In einem Aushang der GDL wird die konkurrierende Eisenbahn- und Verkehrsgewerkschaft (EVG) darüber hinaus als „Einkommensverringerungsgewerkschaft“ bezeichnet. Aus Sicht der GDL „kurios“ konstruiere die DB AG die Beiträge der Führungskräfte. Die als angebliche Sanierungsbeiträge in Aussicht gestellten Kürzungen der Bonuszahlungen („Sanierungsbeiträge“) bei den Führungskräften bestehen im Wesentlichen darin, dass Boni, die den Führungskräften aufgrund des negativen Finanzergebnisses ohnehin nicht ausgezahlt werden dürften, als Sanierungsbeitrag verkauft werden.

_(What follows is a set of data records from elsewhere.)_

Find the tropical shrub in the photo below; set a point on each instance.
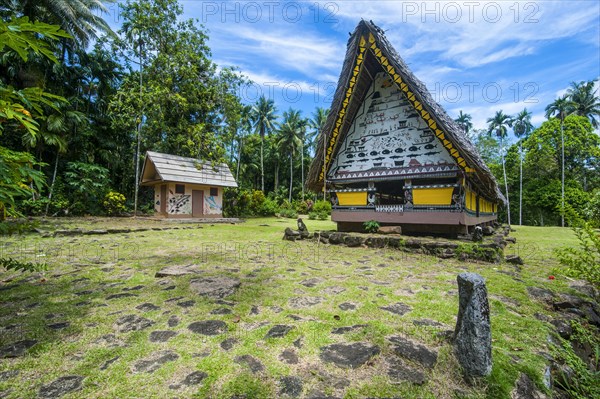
(114, 203)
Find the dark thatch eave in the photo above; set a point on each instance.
(481, 178)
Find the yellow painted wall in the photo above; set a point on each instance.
(358, 198)
(432, 196)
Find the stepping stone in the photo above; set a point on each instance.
(221, 311)
(208, 327)
(228, 343)
(7, 375)
(344, 330)
(428, 323)
(147, 307)
(175, 271)
(194, 378)
(413, 351)
(154, 361)
(400, 372)
(61, 386)
(132, 323)
(289, 356)
(311, 282)
(16, 349)
(306, 301)
(110, 340)
(173, 321)
(398, 308)
(215, 287)
(161, 335)
(278, 331)
(290, 386)
(252, 363)
(334, 290)
(121, 295)
(59, 326)
(349, 355)
(347, 306)
(107, 364)
(186, 304)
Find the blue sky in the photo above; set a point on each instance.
(475, 56)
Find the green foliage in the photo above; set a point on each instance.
(13, 264)
(371, 226)
(18, 178)
(114, 203)
(288, 213)
(88, 183)
(322, 207)
(582, 262)
(577, 378)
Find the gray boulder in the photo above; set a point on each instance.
(472, 335)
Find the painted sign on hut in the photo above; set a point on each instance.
(388, 152)
(186, 187)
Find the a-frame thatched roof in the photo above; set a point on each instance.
(368, 53)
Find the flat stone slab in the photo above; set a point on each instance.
(344, 330)
(208, 327)
(311, 282)
(398, 308)
(194, 378)
(289, 356)
(61, 386)
(252, 363)
(215, 287)
(398, 371)
(333, 290)
(305, 301)
(413, 351)
(349, 355)
(161, 335)
(154, 361)
(178, 270)
(290, 386)
(347, 306)
(278, 331)
(131, 322)
(147, 307)
(16, 349)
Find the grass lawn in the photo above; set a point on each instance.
(73, 311)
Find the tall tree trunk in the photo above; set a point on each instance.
(505, 181)
(262, 166)
(520, 185)
(291, 175)
(52, 184)
(237, 174)
(302, 166)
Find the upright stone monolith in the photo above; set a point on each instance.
(473, 336)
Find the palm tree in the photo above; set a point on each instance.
(245, 126)
(585, 101)
(464, 121)
(562, 107)
(80, 18)
(294, 118)
(499, 125)
(521, 128)
(289, 140)
(263, 117)
(317, 122)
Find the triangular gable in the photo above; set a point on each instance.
(368, 51)
(389, 137)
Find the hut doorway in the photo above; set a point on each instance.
(163, 199)
(197, 203)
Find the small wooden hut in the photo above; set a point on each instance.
(186, 187)
(388, 152)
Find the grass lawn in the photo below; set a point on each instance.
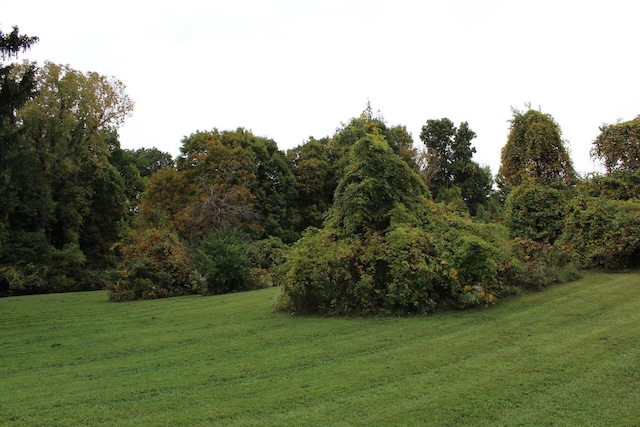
(567, 356)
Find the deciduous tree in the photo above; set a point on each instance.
(618, 146)
(449, 163)
(535, 150)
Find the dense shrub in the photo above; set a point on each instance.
(387, 248)
(535, 265)
(534, 211)
(605, 232)
(155, 264)
(223, 260)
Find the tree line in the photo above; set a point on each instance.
(361, 221)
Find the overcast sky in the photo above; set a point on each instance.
(290, 69)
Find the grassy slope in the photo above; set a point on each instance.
(566, 356)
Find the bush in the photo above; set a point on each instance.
(534, 211)
(224, 261)
(605, 232)
(155, 264)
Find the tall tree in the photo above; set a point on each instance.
(449, 163)
(618, 146)
(315, 181)
(15, 90)
(66, 198)
(535, 150)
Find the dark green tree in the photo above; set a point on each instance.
(386, 247)
(64, 198)
(449, 164)
(315, 181)
(15, 90)
(618, 146)
(535, 150)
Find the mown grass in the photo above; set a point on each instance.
(567, 356)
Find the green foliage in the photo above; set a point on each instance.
(315, 181)
(387, 248)
(155, 264)
(59, 187)
(376, 180)
(534, 211)
(538, 264)
(618, 146)
(223, 260)
(605, 232)
(448, 163)
(535, 150)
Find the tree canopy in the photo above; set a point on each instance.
(449, 164)
(535, 150)
(618, 146)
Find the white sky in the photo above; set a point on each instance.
(289, 69)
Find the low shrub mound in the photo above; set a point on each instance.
(386, 247)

„Dies ist jedoch überhaupt kein Sparbeitrag und schon gar kein „Angebot“ oder „Entgegenkommen“ des Arbeitgebers, sondern folgt unmittelbar aus der Systematik der variablen Vergütung“, schreibt die GDL in einem Aushang. Weselsky: „Das Feigenblatt des Einkommensverzichts der Führungskräfte entpuppt sich demzufolge als weiterer schäbiger Taschenspielertrick.“
Das direkte Personal hat den Verkehr auf der Schiene seit Beginn der Corona-Krise in ganz Deutschland rund um die Uhr pünktlich und zuverlässig aufrechterhalten und ist durch den zweiten Lockdown weiterhin enorm belastet. Dennoch sollen Lokomotivführer, Ausbilder und Trainer, Zugbegleiter und Bordgastronomen sowie Disponenten nach dem Willen der DB die Hauptlast zur Sanierung des Konzerns tragen.
„Währenddessen füllen sich die Taschen in der Plüschetage mit dauerhaftem Kündigungsschutz durch die EVG automatisch munter weiter“, so Weselsky. Auch die unmittelbar nach dem Schlichterspruch folgende Tarifverhandlung endete deshalb ergebnislos. Für die DB AG jedoch stelle die GDL „Forderungen zur Konzernstruktur“, die nicht Gegenstand von Tarifverhandlungen sein könnten. So bleibt es bei einem weiter offenen Tarifkonflikt.